Jerry Gross enthusiastically darted to the front of the line. This tall 56-year-old carries just a duffle bag and his winter coat. He arrived in Des Moines in early December.
He says when he can’t find a job in one town, he hitchhikes until he can find work. But he’s uninsured, and taking care of his health is always tough.
“I take three different water pills for hypertension. I’ve got like 10 more days of that left, and after that what do you do?” he says.
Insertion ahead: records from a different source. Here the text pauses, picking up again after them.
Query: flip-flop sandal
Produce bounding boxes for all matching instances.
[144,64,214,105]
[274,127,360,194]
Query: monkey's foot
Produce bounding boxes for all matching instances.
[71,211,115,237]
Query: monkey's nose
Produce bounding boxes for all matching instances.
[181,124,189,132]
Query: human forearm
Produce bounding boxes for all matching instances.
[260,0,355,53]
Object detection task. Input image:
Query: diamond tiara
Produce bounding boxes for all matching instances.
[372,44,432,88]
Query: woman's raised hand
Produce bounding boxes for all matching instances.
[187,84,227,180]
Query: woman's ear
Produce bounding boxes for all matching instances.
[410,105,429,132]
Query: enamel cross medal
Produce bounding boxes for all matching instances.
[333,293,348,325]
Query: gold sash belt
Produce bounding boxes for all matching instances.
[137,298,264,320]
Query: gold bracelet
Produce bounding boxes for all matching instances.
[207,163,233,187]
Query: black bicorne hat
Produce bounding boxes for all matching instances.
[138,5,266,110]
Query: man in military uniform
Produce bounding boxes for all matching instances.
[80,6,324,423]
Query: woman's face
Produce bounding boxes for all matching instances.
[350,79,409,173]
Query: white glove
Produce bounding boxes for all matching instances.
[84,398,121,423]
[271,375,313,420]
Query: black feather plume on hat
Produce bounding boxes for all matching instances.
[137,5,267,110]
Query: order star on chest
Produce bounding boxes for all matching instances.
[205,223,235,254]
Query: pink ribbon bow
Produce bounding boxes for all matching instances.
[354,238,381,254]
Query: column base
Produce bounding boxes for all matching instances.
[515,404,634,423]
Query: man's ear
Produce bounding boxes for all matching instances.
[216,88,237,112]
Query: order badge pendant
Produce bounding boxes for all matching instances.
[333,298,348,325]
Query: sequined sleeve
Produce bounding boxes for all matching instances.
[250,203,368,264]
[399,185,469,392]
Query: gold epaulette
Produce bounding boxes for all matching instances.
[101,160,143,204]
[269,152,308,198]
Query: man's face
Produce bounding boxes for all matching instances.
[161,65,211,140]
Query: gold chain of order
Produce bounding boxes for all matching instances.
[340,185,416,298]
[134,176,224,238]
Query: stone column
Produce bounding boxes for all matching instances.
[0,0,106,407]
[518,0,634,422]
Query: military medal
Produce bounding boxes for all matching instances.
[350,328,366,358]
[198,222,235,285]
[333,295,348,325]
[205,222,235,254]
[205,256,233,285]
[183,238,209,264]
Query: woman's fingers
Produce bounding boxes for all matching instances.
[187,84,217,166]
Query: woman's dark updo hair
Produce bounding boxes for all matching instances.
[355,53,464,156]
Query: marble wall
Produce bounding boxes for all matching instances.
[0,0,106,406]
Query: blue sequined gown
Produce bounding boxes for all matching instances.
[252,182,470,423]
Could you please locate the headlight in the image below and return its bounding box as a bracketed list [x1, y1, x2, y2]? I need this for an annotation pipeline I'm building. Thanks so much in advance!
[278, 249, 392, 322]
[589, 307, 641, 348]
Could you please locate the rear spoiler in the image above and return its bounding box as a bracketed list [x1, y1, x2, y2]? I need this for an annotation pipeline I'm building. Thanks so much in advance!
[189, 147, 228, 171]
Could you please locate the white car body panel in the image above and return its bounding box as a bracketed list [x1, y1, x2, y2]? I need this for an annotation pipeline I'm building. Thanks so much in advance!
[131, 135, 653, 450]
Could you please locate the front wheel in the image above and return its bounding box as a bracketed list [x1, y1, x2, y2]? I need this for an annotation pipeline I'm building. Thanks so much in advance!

When the federal Affordable Care Act called for states to expand Medicaid programs to cover people like Gross, Iowa Republican Gov. Terry Branstad refused. He said he feared the federal government wouldn’t come through on its promise to fund the expansion to include childless adults. Iowa was one of many states that initially refused all or part of the federal funds offered.
“We’re not just one of those states that said, ‘Oh yeah, we’ll take the federal money.’ No. We said ‘no,’ ” Branstad said during a recent news conference.